第52話 最終章 死地のその先18
人物紹介
モンゴル側
チンギス・カン:モンゴル帝国の君主
ジョチ:チンギスと正妻ボルテの間の長子。
チャアダイ:同上の第2子
オゴデイ:同上の第3子
トゥルイ:同上の第4子。
人物紹介終わり
前話にて、『この総大将任命は、オゴデイのモンゴル帝国2代皇帝への足がかりとなる』とした。
チンギスの死を受けての第2代皇帝選出に際し、ジョチは既に亡く、ライバルは末子のトゥルイであり、兄のチャアダイはオゴデイを推した。
大局的には、2対1となり、多勢となったことが、オゴデイの勝利の最大の要因と想える。(ジョチ家は子のバトゥが継ぐが、世代が1つ下なので発言力は叔父たちには全く及ばない)
ただ、全会一致が皇帝選出の条件である以上、オゴデイを推す論拠――その功績と言っても良い――として何かが示されたはずである。そして諸史料を見比べるとき、冒頭に述べたことがうかがえるのである。
まず、モンゴル史料たる『秘史』はジョチとチャアダイの争いは全く伝えず、ただオゴデイ任命のみを伝える。
漢籍の『親征録』――『秘史』とは別のモンゴル史料に基づくとされ、ラシードもまたこちらの方のモンゴル史料に基づくとされる――はチャアダイの参戦を伝えぬが、やはりオゴデイ任命としており、更に同時期にトゥルイはかなり離れたホラーサーンへ遠征しておったと伝える。
ラシードがその西征の記事にて主要な典拠の一つとするジュワイニーもまたこの時のトゥルイのホラーサーン遠征を伝える。
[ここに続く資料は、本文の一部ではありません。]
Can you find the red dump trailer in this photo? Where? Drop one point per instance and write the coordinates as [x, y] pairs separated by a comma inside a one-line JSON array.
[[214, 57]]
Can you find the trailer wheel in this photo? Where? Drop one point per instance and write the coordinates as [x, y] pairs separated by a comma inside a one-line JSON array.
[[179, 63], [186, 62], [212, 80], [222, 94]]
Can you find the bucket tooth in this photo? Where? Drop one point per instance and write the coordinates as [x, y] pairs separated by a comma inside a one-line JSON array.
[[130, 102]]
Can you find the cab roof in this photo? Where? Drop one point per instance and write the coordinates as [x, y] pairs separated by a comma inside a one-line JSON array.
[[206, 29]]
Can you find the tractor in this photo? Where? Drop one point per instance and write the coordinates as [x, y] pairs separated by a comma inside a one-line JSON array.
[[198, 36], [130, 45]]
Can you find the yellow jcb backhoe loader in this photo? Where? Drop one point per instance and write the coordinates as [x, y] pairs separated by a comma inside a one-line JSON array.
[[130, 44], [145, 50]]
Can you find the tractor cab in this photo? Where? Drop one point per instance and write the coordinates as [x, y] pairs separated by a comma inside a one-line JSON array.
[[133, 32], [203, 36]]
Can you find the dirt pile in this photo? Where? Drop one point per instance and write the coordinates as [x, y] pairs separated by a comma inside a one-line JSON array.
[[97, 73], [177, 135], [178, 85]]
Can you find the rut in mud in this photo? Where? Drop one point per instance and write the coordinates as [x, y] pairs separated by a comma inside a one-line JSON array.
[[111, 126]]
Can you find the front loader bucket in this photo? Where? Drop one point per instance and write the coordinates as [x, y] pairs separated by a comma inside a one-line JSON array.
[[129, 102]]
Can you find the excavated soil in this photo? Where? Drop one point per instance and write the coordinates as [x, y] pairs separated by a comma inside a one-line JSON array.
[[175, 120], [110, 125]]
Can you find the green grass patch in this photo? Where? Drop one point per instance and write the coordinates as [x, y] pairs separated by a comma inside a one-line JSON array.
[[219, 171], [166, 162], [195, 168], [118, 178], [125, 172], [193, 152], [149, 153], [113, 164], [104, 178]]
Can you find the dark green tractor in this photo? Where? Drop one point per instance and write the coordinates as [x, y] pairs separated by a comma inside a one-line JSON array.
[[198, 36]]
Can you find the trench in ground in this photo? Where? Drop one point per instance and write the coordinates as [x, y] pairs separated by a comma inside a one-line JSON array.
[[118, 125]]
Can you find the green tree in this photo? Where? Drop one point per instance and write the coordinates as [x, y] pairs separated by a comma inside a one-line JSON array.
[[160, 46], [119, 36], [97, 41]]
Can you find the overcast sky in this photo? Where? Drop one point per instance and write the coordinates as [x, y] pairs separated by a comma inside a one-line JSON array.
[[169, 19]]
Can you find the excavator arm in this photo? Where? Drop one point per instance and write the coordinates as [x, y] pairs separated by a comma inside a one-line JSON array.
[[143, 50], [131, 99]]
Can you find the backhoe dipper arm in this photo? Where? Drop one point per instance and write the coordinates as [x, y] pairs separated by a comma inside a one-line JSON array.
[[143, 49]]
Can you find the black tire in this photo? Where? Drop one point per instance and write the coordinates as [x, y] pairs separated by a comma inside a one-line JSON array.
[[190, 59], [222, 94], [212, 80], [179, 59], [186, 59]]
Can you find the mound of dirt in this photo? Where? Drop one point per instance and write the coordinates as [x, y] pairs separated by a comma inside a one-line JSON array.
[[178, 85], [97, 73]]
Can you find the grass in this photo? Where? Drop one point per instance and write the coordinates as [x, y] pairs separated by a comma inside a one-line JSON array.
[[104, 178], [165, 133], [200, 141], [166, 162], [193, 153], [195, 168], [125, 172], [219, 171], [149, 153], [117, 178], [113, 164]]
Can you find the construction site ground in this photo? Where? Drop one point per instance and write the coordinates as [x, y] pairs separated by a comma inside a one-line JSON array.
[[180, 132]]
これらを知ってなお、ラシードはその書の中の『チンギス・カンの歴史』のところにおいて、その争いを詳しく伝える一方で、史実と異なりトゥルイが大将に任命され、ウルゲンチへと自ら赴き、見事これを平定したと伝える。
ゆえにこれはたまたま誤ったというものではありえず、故意の
更に決定的な証拠をラシード自身が提供する。ラシードの書の別のところ『ジョチ・カンの歴史』にてやはりジョチとチャアダイの争いを伝える一方で、こちらではオゴデイの任命を伝え、他史料と合致する。
ラシードは単に歴史家というに留まらず、イル・カン国の第七代ガザン・カンと第八代オルジェイト・カンに仕え、この書を献呈した。この2人はトゥルイの三男フラグの曾孫である。
これほどに時を経て、なお改竄するのはなぜか? 裏を返せば、このウルゲンチ戦にての総大将任命が、よほどの重要事であったことをほのめかしているのではないか? そして、その改竄をなしたのが、皇帝位を争ったトゥルイの子孫によりなされていることは、この総大将任命がオゴデイの2代皇帝としてふさわしいものであるとの論拠として示されたことをほのめかしているのではないか?
それ以外に、改竄をする理由が無いように私には想えるのだが、皆様はどのように想われるだろうか?